As with reciprocity, the minimum multiplexed tie weight for each pair of ties for any pair of layers is summed up for each student, yielding the total multiplexed tie weight. This is then compared to the total tie weights of both network layers. Because the total tie weight is comprised of two values, the minimum multiplexed tie weight then must be multiplied by 2 in order to correct and balance the equation. If left uncorrected, the rate of multiplexity in a fully-multiplexed network would be limited to 0.5 (or 50%). The mathematical expression would therefore be (Gemmetto et al. 2016):

$$ \mathrm{rate}\ \mathrm{of}\ \mathrm{multiplexity}\ m{p}_i^{\alpha, \beta }=\frac{2\sum \limits_{j\ne i}\min \left\{{b}_{ij}^{\alpha },{b}_{ij}^{\beta}\right\}}{\sum \limits_{j\ne i}{b}_{ij}^{\alpha }+\sum \limits_{j\ne i}{b}_{ij}^{\beta }} $$

This approach is applicable for both binary and weighted data, too. However, considering weighted multiplexity, a tie is only considered fully multiplexed if the tie weights are exactly the same. While the implications of weighted multiplexity with regards to trade relationships are fairly clear (that is, commodities with higher weighted multiplexity tend to be traded together in similar amounts; Gemmetto et al. 2016), the same cannot be said of support relationships. For each individual, it is not clear whether different (mathematical) values of weighted multiplexity (e.g., 0.8 compared to 0.5 and 1.0) result in any difference for the individual. Because the focus of this study was to examine whether multiplexity in general (i.e., the access to multiple types of support from one alter, which do not have to be balanced to meet the individual’s needs) predicts career outcomes, we chose to consider the rate of multiplexity within the binary interpretation of our network data.

Rate of individual multireciprocity

The individual rate of multireciprocity in each student’s support network was determined by using the approach of Gemmetto et al. (2016), with the only difference to the previous approach being that it considers pairs of anti-aligned ties instead of two aligned ties in two network layers. For example, a tie would be considered multireciprocated if student i would seek career support from peer j2, while j2 would seek socioemotional support from i.
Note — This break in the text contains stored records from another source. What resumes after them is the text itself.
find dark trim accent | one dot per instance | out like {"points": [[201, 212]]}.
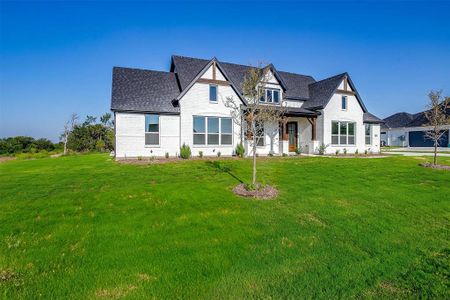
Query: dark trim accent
{"points": [[144, 112], [312, 121], [351, 93], [373, 122], [296, 98], [197, 77], [277, 76], [213, 81]]}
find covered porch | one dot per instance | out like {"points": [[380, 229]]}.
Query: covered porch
{"points": [[298, 131]]}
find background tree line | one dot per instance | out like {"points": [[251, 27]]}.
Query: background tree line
{"points": [[90, 135]]}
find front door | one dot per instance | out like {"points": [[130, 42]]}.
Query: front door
{"points": [[292, 133]]}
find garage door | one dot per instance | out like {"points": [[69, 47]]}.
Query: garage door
{"points": [[418, 139]]}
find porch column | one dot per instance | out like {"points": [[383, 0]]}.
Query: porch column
{"points": [[284, 137], [312, 121], [313, 144]]}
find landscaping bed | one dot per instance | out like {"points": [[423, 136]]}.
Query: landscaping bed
{"points": [[85, 227]]}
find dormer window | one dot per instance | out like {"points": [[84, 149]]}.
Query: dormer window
{"points": [[344, 103], [213, 93], [271, 96]]}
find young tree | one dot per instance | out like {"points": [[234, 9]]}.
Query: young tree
{"points": [[437, 118], [68, 128], [256, 114], [106, 119]]}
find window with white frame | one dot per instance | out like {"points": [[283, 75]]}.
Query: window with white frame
{"points": [[226, 131], [213, 93], [368, 130], [199, 130], [152, 130], [344, 103], [270, 96], [343, 133], [259, 126], [212, 131]]}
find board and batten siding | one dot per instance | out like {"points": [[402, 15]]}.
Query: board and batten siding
{"points": [[333, 112], [196, 103], [130, 135]]}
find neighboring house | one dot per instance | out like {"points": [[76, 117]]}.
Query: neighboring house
{"points": [[156, 112], [408, 130]]}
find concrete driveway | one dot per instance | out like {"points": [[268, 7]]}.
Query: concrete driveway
{"points": [[415, 153], [418, 151]]}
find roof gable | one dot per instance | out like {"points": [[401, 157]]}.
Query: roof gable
{"points": [[143, 90], [201, 72], [321, 92]]}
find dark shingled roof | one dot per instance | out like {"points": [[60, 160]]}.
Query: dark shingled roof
{"points": [[144, 90], [320, 92], [398, 120], [369, 118], [187, 68], [297, 85]]}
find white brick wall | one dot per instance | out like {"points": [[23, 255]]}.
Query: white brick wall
{"points": [[196, 103], [130, 135], [334, 112]]}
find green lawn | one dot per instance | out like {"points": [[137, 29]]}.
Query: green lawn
{"points": [[87, 227]]}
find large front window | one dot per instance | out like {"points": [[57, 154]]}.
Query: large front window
{"points": [[213, 93], [368, 130], [259, 126], [212, 131], [152, 130], [342, 133], [270, 96]]}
Accordingly, the minimum tie weight of a pair of ties is determined by considering the minimum of the tie from i to j in layer α and its counterpart, the tie from j to i in layer β. Again, all minima for each pair of ties of each student are summed up, multiplied by 2 to offset the previous halving of the total number of values, and then divided by the total tie weight for both layers. Considering the exemplary network, the tie weight from i to j2 in the career support layer equals 2; the tie weight from j2 to i in the socioemotional support layer equals 3. This minimum of 2 multiplied by 2 equals 4, while the total tie weight of both layers equals 5. The rate of multireciprocity for career support in exchange for socioemotional support therefore is 0.8. Mathematically, this is represented by the following equation (Gemmetto et al. 2016):

$$ \mathrm{rate}\ \mathrm{of}\ \mathrm{multireciprocity}\ {\mathrm{mr}}_{\mathrm{i}}^{\upalpha, \upbeta}=\frac{2\sum \limits_{j\ne i}\min \left\{{b}_{ij}^{\alpha },{b}_{ji}^{\beta}\right\}}{\sum \limits_{j\ne i}{b}_{ij}^{\alpha }+\sum \limits_{j\ne i}{b}_{ij}^{\beta }} $$

This approach is again suited for both binary and weighted data. To answer our research question, we measured multireciprocity within the weighted interpretation of our network data. The used syntax for computing the network measures and a fictitious data set of five students that illustrates our sample are attached as Additional file 1.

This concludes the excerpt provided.